German finance minister calls for “shift in national sovereignty to European institutions”


Germany’s minister of finance, Wolfgang Schäuble, today called for a “shift in national sovereignty to European institutions” at a debate on European financial policy in Trinity’s Long Room Hub. Speaking at the event, the minister said  he is a “strong supporter of political union in Europe” and that he would  “prefer the same rules for all 28 countries (of the EU),” though he recognises that that is “not realistic in the short-term” given the need for unanimous support for treaty changes.  “European integration has always followed crisis,” he said.

The panel event was chaired by RTE economics correspondent, Sean Whelan, who began by asking both ministers whether they had a “magic formula for recovery”.
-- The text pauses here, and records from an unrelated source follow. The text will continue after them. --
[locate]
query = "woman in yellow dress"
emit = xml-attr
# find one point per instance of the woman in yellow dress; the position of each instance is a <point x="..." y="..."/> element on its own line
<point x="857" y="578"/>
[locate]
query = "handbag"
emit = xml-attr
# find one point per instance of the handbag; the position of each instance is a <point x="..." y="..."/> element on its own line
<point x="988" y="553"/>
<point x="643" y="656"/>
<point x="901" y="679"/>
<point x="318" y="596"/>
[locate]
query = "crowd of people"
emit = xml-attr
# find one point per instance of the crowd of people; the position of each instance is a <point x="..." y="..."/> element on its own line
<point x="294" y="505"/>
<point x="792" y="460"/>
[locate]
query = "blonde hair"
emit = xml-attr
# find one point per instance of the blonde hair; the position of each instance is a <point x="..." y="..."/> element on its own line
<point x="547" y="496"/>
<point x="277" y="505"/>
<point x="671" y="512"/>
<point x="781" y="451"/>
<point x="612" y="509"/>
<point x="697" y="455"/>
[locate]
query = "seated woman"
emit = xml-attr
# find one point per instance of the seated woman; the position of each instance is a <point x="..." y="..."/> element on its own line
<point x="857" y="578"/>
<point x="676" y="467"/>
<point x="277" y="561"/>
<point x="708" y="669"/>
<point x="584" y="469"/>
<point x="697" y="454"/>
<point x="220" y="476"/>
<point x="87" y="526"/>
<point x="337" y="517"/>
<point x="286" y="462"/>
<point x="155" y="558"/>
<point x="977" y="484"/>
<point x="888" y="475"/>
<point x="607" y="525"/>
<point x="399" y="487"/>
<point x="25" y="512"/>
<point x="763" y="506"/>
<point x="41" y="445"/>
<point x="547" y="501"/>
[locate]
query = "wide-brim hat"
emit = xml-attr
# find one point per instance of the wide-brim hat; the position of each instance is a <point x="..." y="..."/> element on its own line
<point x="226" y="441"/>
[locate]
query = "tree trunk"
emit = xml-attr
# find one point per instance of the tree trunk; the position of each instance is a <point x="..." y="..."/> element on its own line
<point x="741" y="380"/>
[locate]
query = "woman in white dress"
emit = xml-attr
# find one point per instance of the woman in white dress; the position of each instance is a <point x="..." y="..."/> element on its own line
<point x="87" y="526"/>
Mr Schäuble responded by describing Ireland as a “huge exception”, before outlining what he saw as the three strands of the solution: dealing with unsustainable debt, structural reforms, and investment. Some members, he said, “need urgent institutional reforms”, with that being “a key precondition to sustainable growth.”

Mr Noonan spoke of the necessity to “repair the damage” by improving the originally insufficient framework that underpins the EMU and creating a banking union. He said that “those that didn’t engage in structural reform are the laggards, and include some of the “big countries”. He also highlighted a need to, “develop market sources of finances to drive the economy.” A point that would be repeated by both men, he noted that “great movements forward have been in response to crisis.”

Whelan, who had spoken in his introduction of the need to “bring the corpse of the European economy” to life, next asked if the “European crisis” was over and why Schäuble  was opposed to Quantitative Easing (QE).

The “hardcore of the EU crisis,” said Schäuble , was the risk of contagion, pointing to the increase in the spread of Spanish government debt in the wake of a failure to form a coalition in Greece following the general election in May 2012. “Markets have understood that the Eurozone is stable” and that there is “assistance if needed from the European Stability Mechanism Fund,” he said.

As to whether QE – an action by central banks that seeks to stimulate the economy – may work, he said, “I doubt it,” but underlined that it was not his decision and instead that of the independent European Central Bank under Mario Draghi.

Schauble admitted that the Eurozone budget rules had been “violated” by his own country, Germany, in 2003, but said that, “we’ve taken our lesson; now we stick to the rules.”

Asked for his views on Eurozone countries failing to meet budgetary requirements, Noonan said there is “trade-off between results and attempted structural reforms” – and that it would be “a valid move” to allow more time if countries were attempting such reforms. He stated the necessity that all Eurozone countries adhered to budgetary rules, saying, “We can’t have a Europe that goes back to one set of rules for big countries, and another for small ones”, to which Schauble said, “I agree”.

Repeating an earlier point, Noonan said that the EU has operated a “stimulus-response model”, which he explained as meaning that it responds to a stimulus, such as the economic crisis. He said Draghi has been “quite successful in operating within his mandate”, and said the next step would be allowing the ECB the “policy lever” possessed by the Bank of England and the US Federal Reserve. Returning to a point he’d made earlier about “external geopolitical threats” such as the EU-Russia border, he said that, as a net exporter of energy, US interests in the Middle East have diminished, and while the US may initially “be our friend” it may “start suggesting, then demanding” that Europe keep peace on its borders

Asked about a “disconnect between electorates and institutions” and an “absence of accountability and transparency”, Schäuble said  “you are partly right”. He said he, and Noonan, “can’t move without a mandate” and, with two-thirds of the parties in the European Parliament being strongly pro-Europe, he believed they have it. He noted an “uneasy mood in parts of populations”, but said that “Eurosceptics are a minority, and the majority has rights too.” “In every country, the decision was taken to stay” even though there was often a “hard price”. Schäuble implied that the strength of Eurosceptic parties was a product of weak government, and briefly mentioned France, before quickly saying, “I will not comment.” He cited previously hostile Scandanavia and the Czech Republic (which is now intent on joining despite strong opposition from former president Vaclav Klaus) as examples of countries where support for the Eurozone had increased.

Noting the role of exports to Asian countries in Germany’s success, Philip Lane, head of the economics department, asked what Germany’s fiscal policy would be in the event of an external shock. Having earlier said that “credibility is a valuable economic asset”, Schäuble  said that, as minister of finance, “I would be an idiot to discuss what would happen in a crisis”, but, “believe me, we are prepared.”

On the question of the UK’s EU referendum, Schäuble said that he does not believe the UK will leave, joking that “the British are reasonable people” and that leaving the EU would “hurt the UK terribly”. He said there is “a common way, preferably without change to EU treaty, to secure structural reforms”. This commitment to compromise was recognised and welcomed by Noonan.

Noonan said, “Obviously we want the UK to stay in the EU – it’s in our interests.” He said that the UK gives a balance to the Franco-German EU, both economically and ideologically.